Even experienced real estate wizards don't operate as one man bands. Some may seem to be that way, but everyone needs connections to a title company that understand investors, possibly an attorney, real estate agents – even though most rarely buy through the MLS, contractors, a source of financing (unless you are independently wealthy) and, often, a good property manager along with other supporting characters you will meet along the way. Where do you round up a team that will help you build your business? This is a subject for another day but a good place to start is the local REIA group. Many people there can help you make the contacts you need. Just keep your eyes open as there are occasionally some sharks who will be only too happy to help you shed your invesment capital. I once sat across a table from a guy who was offering hard money at 15% with 5 points. I wasn't interested in building his retirement account.
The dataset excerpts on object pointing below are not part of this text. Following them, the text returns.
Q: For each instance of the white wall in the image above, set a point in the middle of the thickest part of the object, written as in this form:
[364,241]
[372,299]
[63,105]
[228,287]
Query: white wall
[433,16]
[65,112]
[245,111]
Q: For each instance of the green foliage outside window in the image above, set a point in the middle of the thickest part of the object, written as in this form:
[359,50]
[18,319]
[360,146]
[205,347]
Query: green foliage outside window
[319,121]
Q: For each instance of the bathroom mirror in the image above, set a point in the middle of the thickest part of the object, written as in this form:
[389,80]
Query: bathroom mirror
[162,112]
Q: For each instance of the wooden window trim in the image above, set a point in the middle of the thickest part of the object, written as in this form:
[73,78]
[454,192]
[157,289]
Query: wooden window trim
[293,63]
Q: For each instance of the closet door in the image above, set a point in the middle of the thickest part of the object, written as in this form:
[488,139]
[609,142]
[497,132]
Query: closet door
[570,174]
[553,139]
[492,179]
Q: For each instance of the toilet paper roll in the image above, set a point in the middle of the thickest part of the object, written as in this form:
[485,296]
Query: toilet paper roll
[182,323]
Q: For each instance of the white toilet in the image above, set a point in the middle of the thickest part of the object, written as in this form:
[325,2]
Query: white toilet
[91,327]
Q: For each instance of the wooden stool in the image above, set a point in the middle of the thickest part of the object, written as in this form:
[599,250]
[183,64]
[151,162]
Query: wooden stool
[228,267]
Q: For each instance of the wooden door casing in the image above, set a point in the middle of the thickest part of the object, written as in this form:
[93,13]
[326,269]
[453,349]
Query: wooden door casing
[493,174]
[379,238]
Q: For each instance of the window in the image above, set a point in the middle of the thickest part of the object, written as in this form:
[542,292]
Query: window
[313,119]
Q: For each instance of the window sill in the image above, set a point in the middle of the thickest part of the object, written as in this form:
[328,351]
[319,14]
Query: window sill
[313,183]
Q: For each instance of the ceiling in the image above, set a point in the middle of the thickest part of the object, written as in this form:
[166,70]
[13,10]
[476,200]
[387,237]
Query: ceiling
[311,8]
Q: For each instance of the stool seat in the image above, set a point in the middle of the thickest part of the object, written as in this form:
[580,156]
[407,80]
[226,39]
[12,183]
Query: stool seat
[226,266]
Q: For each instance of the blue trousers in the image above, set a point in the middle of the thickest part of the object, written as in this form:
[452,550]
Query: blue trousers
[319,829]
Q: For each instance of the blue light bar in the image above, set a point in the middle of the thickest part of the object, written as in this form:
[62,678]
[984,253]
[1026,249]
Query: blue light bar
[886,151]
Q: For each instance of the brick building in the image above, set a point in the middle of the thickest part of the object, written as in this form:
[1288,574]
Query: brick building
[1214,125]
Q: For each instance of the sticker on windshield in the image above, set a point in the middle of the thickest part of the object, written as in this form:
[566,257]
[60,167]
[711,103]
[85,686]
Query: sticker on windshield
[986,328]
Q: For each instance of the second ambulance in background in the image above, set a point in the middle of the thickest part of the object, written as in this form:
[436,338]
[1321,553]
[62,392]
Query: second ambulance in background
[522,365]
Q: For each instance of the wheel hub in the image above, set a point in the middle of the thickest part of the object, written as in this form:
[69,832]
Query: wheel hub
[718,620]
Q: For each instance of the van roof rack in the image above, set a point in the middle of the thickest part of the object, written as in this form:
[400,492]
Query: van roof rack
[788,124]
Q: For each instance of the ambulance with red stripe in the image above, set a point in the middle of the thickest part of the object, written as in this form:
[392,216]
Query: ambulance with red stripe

You Don't Have To Go It Alone

For those who aren't quite ready to jump in with both feet there are several alternatives to consider. You can look at investor groups and REITs. Each one appeals to a different type if investor depending on their financial capability, time availability, and risk aversion – to name a few factors.

With investor groups, members pool their capital and, as a group, buy, rehab and manage investment properties. There are various structures and goals. Some buy and hold properties. Some rehab and flip them. Some concentrate on commerical deals. In any case, the newcomer can get an idea of how things are done. The down side is it would take a chunk of money to join the group and memberships are not particularly liquid – but then neither is actual real estate ownership. However you may get a taste of what is involved and make contacts useful in the future.

REITs or Real Estate Investment Trusts are corporate entities that allow you to participate in major projects like shopping centers, large appartment complexes and other developments. These are exchange traded securities like stocks. This means that, while investment capital is needed, it's not necessarily as much as actually purchasing rental property but you don't have the leverage usually associated with real estate. It also means the investment is fairly liquid. The down side is that you watch it from a distance and have little if any educational participation.

Check It Out First

Before you decide on either of these it is important to do your due diligence. For investor groups ask around the investor community, which is usually means local REIAs. You may get a variety of answers – some people don't like competing against groups. However you may still get some valuable information to guide your choice. Check public records for multiple property owners, lawsuits and that sort of thing. Ask a lot of questions and don't just go by their answers, but pay close attention to the way they answer the questions. For REITs – they are publicly traded and there is plenty of information available there as well... it's required by law.

Of course neither of these is that helpful without some funds to invest. If you have little or none, try looking into some of the “buy real estate with no money down” gurus as a possible place to start. Be forewarned that it's never quite as easy as it is taught, but it can be done – you just have to look and work a little harder for the deals.

We will look at some of these concepts some time in the future. For the time being. if either of the two opportunities interests you there is plenty of information available. But be sure you look into them thoroughly before you write the check. As Ron LeGrand says: you can't lose a big check if you don't write a big check.